Here’s something I wish I’d known at the start: it’s ok to delete all the default objects and attributes from the metaverse, and just create the ones you need.
And here’s something else I wish I’d figured out earlier: you need less object types in the metaverse than you may think.
When I first started with MIIS I thought it safer to use the existing schema until I got a bit more used to it. But this meant I was doing things like flowing StudentNumber to employeeID, PhoneExtension to telephoneNumber and Surname to sn. Once I got the hang of things a bit more I realised the whole tangle would have been much clearer if I’d just named the metaverse attributes exactly as they are in the source.
The next thing I got hung up on was the object type in AD. Some people were going into AD as Users, and some as Contacts. I thought this meant I had to have object types of “user” and “contact” in the metaverse (though actually I used the default “person” object for users because I was too paranoid to delete it, and then created the extra “contact” object).
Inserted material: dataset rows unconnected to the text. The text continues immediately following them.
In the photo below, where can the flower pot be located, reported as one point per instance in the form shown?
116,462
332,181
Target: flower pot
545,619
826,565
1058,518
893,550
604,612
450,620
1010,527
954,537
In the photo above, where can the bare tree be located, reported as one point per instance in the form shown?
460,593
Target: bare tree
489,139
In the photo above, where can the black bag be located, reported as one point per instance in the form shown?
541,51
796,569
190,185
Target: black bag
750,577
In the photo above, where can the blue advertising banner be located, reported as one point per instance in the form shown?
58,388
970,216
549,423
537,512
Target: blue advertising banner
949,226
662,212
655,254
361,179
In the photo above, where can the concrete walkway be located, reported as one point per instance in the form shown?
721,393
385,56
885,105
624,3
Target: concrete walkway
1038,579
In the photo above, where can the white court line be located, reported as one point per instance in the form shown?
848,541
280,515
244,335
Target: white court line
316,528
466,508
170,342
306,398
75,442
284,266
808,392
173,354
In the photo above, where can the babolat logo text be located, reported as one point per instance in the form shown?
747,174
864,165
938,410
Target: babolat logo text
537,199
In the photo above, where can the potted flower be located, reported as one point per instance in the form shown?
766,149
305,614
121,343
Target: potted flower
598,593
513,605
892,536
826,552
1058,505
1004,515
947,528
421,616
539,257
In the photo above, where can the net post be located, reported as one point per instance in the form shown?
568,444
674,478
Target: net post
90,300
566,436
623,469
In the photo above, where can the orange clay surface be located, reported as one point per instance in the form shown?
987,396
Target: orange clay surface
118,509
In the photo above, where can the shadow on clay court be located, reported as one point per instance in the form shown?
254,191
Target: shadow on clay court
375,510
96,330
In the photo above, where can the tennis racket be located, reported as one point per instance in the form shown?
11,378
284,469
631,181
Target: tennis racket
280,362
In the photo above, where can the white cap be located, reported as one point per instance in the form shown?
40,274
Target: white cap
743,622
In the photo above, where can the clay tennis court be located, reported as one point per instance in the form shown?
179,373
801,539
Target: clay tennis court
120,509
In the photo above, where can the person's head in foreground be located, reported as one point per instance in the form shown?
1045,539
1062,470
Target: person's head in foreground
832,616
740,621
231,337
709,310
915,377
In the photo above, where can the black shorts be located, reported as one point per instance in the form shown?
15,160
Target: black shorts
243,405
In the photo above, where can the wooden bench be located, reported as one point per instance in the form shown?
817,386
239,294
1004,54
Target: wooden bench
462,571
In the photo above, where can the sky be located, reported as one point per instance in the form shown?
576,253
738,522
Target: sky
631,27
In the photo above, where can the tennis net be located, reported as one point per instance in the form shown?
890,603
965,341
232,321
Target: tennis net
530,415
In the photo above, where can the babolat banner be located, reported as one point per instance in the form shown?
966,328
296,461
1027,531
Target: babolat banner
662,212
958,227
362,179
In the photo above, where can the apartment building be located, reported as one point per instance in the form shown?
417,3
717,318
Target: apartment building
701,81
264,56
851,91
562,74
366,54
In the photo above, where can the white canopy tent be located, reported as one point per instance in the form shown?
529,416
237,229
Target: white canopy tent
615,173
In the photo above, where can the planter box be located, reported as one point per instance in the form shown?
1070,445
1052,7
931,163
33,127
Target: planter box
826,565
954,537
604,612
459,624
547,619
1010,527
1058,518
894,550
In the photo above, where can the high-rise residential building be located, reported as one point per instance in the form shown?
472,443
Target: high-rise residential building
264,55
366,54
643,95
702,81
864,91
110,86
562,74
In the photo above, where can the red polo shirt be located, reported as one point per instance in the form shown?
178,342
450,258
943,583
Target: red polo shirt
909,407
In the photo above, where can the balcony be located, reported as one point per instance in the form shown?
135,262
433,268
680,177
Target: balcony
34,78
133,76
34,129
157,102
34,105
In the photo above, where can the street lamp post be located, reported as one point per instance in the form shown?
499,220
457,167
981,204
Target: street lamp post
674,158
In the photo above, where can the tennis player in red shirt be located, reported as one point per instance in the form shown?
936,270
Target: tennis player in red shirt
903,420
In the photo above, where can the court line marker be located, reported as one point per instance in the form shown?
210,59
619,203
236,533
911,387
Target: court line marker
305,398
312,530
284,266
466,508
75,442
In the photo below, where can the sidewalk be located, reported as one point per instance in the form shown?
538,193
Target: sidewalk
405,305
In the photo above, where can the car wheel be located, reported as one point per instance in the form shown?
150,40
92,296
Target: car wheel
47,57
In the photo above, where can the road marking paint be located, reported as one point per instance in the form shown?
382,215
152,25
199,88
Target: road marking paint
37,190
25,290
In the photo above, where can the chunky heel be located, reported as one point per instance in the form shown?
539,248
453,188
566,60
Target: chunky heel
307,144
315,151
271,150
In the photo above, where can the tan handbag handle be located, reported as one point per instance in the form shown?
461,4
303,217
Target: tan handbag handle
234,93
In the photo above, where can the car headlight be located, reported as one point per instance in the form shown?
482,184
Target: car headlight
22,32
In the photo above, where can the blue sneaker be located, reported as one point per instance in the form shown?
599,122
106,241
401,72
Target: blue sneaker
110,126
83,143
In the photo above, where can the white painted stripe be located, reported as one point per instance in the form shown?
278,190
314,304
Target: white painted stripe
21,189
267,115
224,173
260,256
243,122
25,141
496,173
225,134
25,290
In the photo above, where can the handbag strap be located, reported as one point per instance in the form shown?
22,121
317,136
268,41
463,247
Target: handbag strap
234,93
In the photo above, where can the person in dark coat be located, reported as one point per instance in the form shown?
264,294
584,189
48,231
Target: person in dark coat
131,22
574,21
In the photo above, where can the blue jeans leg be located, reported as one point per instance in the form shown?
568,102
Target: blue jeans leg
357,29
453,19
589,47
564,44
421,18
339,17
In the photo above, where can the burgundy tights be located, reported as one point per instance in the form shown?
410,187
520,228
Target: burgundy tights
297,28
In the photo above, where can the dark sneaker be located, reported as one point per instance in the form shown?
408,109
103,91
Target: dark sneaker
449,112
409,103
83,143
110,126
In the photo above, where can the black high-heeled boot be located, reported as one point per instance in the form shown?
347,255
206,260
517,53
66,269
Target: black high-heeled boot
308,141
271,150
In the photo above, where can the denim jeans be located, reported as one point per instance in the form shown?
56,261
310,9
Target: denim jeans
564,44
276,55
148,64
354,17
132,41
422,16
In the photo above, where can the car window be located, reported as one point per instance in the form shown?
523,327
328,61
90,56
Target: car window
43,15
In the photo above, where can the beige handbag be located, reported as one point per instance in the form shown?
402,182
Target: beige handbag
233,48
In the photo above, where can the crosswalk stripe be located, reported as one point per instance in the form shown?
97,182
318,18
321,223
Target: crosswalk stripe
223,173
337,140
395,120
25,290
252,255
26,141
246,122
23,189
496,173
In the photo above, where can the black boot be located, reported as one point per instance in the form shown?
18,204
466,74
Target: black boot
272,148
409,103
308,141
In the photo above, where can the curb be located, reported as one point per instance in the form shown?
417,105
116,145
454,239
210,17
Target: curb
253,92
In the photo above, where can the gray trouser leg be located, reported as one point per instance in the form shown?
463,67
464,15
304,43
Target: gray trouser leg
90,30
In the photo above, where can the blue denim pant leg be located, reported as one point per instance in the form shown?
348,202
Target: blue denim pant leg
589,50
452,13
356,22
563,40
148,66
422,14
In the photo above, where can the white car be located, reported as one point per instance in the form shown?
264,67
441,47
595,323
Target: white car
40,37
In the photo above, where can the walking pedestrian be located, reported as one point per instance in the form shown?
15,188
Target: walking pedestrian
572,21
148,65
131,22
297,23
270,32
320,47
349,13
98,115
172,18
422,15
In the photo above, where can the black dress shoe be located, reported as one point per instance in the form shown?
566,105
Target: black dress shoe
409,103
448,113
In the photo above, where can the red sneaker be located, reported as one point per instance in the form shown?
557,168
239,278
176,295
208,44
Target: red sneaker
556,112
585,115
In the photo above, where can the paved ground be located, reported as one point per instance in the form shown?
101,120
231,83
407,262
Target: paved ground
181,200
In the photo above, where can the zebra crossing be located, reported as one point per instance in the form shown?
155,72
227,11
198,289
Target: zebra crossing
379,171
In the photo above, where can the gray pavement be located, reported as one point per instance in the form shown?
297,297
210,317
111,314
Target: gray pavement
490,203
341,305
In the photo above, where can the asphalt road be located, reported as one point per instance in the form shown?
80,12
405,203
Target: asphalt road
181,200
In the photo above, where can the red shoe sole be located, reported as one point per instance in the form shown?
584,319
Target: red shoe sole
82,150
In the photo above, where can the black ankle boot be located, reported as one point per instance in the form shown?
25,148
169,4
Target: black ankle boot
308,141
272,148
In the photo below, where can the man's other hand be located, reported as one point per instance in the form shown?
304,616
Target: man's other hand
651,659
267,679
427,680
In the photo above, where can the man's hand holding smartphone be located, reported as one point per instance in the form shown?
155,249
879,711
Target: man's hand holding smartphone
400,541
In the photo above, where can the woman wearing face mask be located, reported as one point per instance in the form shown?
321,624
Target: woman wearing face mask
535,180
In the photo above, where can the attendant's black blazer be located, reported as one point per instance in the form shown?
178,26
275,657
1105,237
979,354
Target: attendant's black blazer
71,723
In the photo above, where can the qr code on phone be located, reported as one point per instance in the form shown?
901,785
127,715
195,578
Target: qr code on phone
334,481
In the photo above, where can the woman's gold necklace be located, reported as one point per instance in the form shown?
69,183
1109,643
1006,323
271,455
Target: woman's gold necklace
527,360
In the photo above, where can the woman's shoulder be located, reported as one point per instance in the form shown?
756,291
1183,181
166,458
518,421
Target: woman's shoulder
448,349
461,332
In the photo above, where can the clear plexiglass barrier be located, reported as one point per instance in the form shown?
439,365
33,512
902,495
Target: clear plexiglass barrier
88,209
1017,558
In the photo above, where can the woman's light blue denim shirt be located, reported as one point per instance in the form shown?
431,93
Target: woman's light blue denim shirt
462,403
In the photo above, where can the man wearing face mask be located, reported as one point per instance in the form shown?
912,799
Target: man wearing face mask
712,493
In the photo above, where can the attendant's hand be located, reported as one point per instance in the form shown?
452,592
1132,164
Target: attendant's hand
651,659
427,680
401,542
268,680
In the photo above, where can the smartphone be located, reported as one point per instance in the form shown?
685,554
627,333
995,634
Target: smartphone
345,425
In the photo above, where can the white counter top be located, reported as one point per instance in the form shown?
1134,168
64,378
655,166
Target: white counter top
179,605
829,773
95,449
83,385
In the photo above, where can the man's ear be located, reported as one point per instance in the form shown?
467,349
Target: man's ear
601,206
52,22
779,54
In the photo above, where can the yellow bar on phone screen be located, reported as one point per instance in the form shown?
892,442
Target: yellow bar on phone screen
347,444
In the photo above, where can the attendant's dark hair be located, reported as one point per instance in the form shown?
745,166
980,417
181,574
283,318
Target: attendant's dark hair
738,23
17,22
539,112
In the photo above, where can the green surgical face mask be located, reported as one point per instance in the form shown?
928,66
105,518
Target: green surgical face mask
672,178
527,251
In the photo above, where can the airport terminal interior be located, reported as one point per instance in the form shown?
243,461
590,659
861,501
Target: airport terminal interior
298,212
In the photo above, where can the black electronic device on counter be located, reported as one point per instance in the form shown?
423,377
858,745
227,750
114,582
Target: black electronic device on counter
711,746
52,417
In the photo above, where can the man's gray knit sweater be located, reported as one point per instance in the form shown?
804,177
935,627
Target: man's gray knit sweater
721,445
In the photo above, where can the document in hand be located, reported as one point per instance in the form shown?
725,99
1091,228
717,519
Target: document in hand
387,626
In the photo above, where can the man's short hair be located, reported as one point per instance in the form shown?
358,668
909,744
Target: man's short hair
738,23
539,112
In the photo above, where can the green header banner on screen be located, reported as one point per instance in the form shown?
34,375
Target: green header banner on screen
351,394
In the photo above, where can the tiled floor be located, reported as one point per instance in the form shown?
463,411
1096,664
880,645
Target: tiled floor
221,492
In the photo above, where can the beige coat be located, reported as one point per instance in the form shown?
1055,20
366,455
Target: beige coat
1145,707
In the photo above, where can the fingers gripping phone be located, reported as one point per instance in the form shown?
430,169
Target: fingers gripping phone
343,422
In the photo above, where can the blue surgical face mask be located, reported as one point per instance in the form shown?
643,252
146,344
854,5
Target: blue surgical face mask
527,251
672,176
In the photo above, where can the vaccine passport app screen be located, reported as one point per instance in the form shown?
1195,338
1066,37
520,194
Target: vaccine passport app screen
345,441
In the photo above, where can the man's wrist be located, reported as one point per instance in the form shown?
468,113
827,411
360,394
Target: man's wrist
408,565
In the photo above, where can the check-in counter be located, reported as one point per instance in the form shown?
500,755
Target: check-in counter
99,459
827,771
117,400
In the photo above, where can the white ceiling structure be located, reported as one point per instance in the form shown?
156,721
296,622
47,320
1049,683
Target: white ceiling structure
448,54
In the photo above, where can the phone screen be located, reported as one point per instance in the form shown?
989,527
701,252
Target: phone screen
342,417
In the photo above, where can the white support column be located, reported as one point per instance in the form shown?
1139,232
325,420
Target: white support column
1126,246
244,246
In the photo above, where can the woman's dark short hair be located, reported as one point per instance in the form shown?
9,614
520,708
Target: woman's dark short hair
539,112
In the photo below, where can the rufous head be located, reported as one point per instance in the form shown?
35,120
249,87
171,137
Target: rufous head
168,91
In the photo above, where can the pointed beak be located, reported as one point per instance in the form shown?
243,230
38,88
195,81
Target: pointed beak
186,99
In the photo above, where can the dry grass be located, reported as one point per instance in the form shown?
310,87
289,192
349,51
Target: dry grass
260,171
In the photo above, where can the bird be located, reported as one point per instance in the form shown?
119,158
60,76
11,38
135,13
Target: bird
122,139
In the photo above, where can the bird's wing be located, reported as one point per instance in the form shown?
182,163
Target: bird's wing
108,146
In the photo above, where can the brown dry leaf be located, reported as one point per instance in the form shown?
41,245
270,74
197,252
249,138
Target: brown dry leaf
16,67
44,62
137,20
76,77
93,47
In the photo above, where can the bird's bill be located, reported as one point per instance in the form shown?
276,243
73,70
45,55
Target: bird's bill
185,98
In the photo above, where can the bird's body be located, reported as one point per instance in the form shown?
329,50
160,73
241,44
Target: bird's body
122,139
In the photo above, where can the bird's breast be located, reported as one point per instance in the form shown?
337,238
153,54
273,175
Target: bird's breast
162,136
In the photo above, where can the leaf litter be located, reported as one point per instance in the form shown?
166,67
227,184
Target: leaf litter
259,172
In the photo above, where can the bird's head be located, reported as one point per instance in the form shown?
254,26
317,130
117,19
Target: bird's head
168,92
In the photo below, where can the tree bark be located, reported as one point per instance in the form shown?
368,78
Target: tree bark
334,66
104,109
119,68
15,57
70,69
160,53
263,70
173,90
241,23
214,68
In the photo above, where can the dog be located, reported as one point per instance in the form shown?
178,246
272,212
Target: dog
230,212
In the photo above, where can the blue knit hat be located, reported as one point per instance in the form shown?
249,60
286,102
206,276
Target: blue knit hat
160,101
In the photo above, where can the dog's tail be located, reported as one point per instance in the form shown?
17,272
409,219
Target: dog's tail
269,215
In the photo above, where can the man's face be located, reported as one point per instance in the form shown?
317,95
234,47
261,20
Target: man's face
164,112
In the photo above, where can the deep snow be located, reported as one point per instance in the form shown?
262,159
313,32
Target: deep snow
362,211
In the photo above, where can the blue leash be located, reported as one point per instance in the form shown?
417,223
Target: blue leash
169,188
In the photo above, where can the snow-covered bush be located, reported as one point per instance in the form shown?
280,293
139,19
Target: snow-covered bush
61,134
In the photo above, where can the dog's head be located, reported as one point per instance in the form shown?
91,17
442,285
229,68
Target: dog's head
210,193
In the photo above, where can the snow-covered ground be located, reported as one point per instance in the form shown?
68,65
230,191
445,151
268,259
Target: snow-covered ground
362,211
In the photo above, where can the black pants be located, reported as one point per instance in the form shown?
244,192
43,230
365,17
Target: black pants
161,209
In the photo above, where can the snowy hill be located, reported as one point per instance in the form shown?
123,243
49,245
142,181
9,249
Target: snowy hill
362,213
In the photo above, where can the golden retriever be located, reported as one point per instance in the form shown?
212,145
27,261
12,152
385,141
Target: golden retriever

The big problem this caused me should be pretty obvious: what to do when someone needs to change from being a User to a Contact? And apart from that it was short-sighted of me. MIIS quickly became joined to systems apart from AD, and a person could be connected to a variety of Connector Space object types, such as inetOrgPerson, record, homedir, nisMailAliases, website. Why, with all this going on, did I want to shackle the metaverse schema to one particular CDS?
The happy ending is that I did, before it was too intimidating to back out, see the light and recognize that a person is a person, whatever objects their Metaverse representation may be joined to about the place. After that my metaverse schema got real simple – just two object types: “person” and “group”, with most of the attributes clearly named after their precedent data source.